© Carlos Romo-Melgar & John Philip Sage
Power and the Future of the Digital Society

Eaten by the Internet

Our world is eaten by the Internet. This means that those who control the Internet control the bounds of public speech, economic production, social cohesion, and politics, making its infrastructure a core political terrain in the networked age. This evening we honor a new book about the power of Big Tech and the future of the digital society, Eaten by the Internet. The discussion with the book’s authors and editor will make Internet infrastructure visible as a key force of political power and urge us to ask how can we ensure the Internet will sustain us, rather than consume us?

To understand power in the contemporary Internet industry, we must look closely at its often invisible infrastructure. This is made of material components such as cell antennas, clouds, chips, data servers, and satellites, but also less tangible, equally crucial standards and software components, including the operating systems, browsers, and computing power that enables connectivity. All these components rarely attract our attention unless something breaks down. And even then, many Internet users won’t ask why.

Eaten by Internet makes Internet infrastructure visible as a force of political power, demonstrating how it is transforming the social world. Four of the original contributors of the book will be present to discuss their chapters, taking on thorny topics, such as power consolidation in the advertisement and cloud industry, online censorship in Asia, the role of Internet infrastructure in governmental and corporate surveillance in the city of Amsterdam, and tech’s environmental impact – amongst others.
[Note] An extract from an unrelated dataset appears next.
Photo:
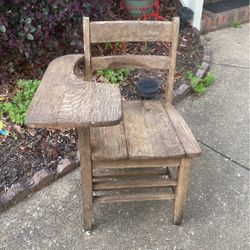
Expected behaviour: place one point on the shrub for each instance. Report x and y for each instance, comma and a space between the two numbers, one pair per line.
17, 108
29, 26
In doing so, this event will root contemporary technology debates in the politics of digital infrastructure and help us design an Internet that answers to public values.

About the speakers

Corinne Cath is a post-doctoral researcher at the University of Delft funded by the Algosoc consortium, a fellow at the UvA’s critical infrastructure lab, and a research associate at the Minderoo Centre for Technology and Democracy at Cambridge.

Gurshabad Grover is a technologist and legal researcher based in Delhi, India. Gurshabad’s research focuses on network security, censorship, and surveillance.

Fieke Jansen is the co-founder of the critical infrastructure lab and a post-doctoral Researcher at the University of Amsterdam. She also coordinates the Green Screen climate justice and digital rights coalition.

Michael Veale is an Associate Professor in digital rights and regulation at University College London’s Faculty of Laws. His research focuses on understanding and addressing challenges of power and justice that digital technologies and their users create and exacerbate, in areas such as privacy-enhancing technologies and machine learning.

Niels ten Oever is an Assistant Professor of AI and European Democracies at the European Studies Department and co-founder of the critical infrastructure lab at the University of Amsterdam.